The Central Electricity Regulatory Commission (CERC) has issued an order adopting tariffs for 1200 MW of Inter-State Transmission System (ISTS) connected solar power projects, along with an additional capacity under a “Greenshoe Option.” The petition was filed by NHPC Limited under Section 63 of the Electricity Act, 2003, aiming to support solar capacity addition and help Distribution Companies (DISCOMs) meet their Renewable Purchase Obligations.
NHPC, acting as a Renewable Energy Implementing Agency, initiated the bidding process in October 2024 through an international competitive bidding route. The process included technical evaluations followed by an e-reverse auction conducted in January 2025. Initially, five bidders were selected for a base capacity of 1200 MW. However, Bharat Petroleum Corporation Limited was later disqualified as its 30 MW bid did not meet the minimum requirement of 50 MW. This reduced the final allocated base capacity to 1170 MW.
The final allocation saw Teerth Gopicon Limited securing 70 MW at a tariff of ₹2.43 per kWh, while Hanur Solar Power Private Limited was awarded 200 MW at ₹2.46 per kWh. ReNew Solar Power Private Limited secured 300 MW at ₹2.47 per kWh, and Avaada Energy Private Limited received the largest share of 600 MW at the same tariff of ₹2.47 per kWh. These tariffs reflect competitive pricing discovered through the transparent bidding mechanism.
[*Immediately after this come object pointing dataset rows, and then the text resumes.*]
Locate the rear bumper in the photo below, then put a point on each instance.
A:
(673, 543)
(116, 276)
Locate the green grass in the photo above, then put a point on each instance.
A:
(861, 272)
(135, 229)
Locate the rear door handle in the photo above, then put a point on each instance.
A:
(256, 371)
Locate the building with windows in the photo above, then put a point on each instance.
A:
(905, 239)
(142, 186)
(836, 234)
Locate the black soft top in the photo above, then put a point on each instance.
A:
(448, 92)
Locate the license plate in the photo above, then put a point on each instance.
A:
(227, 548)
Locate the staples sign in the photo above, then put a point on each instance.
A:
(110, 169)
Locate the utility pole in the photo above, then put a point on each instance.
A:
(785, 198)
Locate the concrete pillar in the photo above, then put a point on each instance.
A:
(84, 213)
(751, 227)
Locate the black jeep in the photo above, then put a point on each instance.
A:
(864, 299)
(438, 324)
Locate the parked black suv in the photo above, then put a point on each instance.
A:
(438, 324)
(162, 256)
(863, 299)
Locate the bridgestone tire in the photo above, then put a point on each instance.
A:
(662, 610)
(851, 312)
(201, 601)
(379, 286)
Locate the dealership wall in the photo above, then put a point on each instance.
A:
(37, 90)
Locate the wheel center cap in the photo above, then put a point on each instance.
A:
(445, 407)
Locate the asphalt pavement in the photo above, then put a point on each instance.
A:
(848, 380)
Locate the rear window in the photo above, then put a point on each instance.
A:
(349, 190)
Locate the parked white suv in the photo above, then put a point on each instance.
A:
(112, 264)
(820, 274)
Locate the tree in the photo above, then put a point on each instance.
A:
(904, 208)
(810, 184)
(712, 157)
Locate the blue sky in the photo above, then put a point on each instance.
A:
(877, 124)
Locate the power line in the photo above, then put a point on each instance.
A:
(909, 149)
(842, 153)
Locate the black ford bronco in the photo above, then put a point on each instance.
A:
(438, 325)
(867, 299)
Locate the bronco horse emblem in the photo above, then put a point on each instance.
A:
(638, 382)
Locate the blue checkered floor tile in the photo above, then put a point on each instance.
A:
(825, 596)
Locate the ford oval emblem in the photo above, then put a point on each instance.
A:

A key highlight of the tender was the introduction of the “Greenshoe Option,” which allowed additional capacity to be allocated at the lowest discovered tariff of ₹2.43 per kWh. Under this provision, Hanur Solar Power was awarded an extra 400 MW, and ReNew Solar Power received an additional 600 MW. This increased the total approved project capacity to 2170 MW.
During the proceedings, the Commission raised concerns regarding the Greenshoe Option, noting that it is not explicitly mentioned in standard government bidding guidelines. NHPC clarified that although the guidelines do not specifically include such a provision, they also do not prohibit it. The agency explained that this flexibility helps Renewable Energy Implementing Agencies adjust bid capacities to meet annual targets efficiently.
NHPC further highlighted that the discovered tariffs are lower than those approved in similar recent cases, ensuring rate reasonability and providing cost benefits to consumers. The Commission acknowledged this and proceeded with the tariff adoption.
The order also addressed the trading margin applicable to NHPC. As per the Power Sale Agreements, NHPC is entitled to a trading margin of ₹0.07 per kWh. However, this margin will be reduced to ₹0.02 per kWh if NHPC fails to provide adequate payment security mechanisms, such as an escrow arrangement or a letter of credit, for the benefit of power generators.
The solar power projects awarded under this tender are expected to be commissioned by the financial year 2027-28, contributing significantly to India’s renewable energy targets and strengthening the country’s clean energy transition.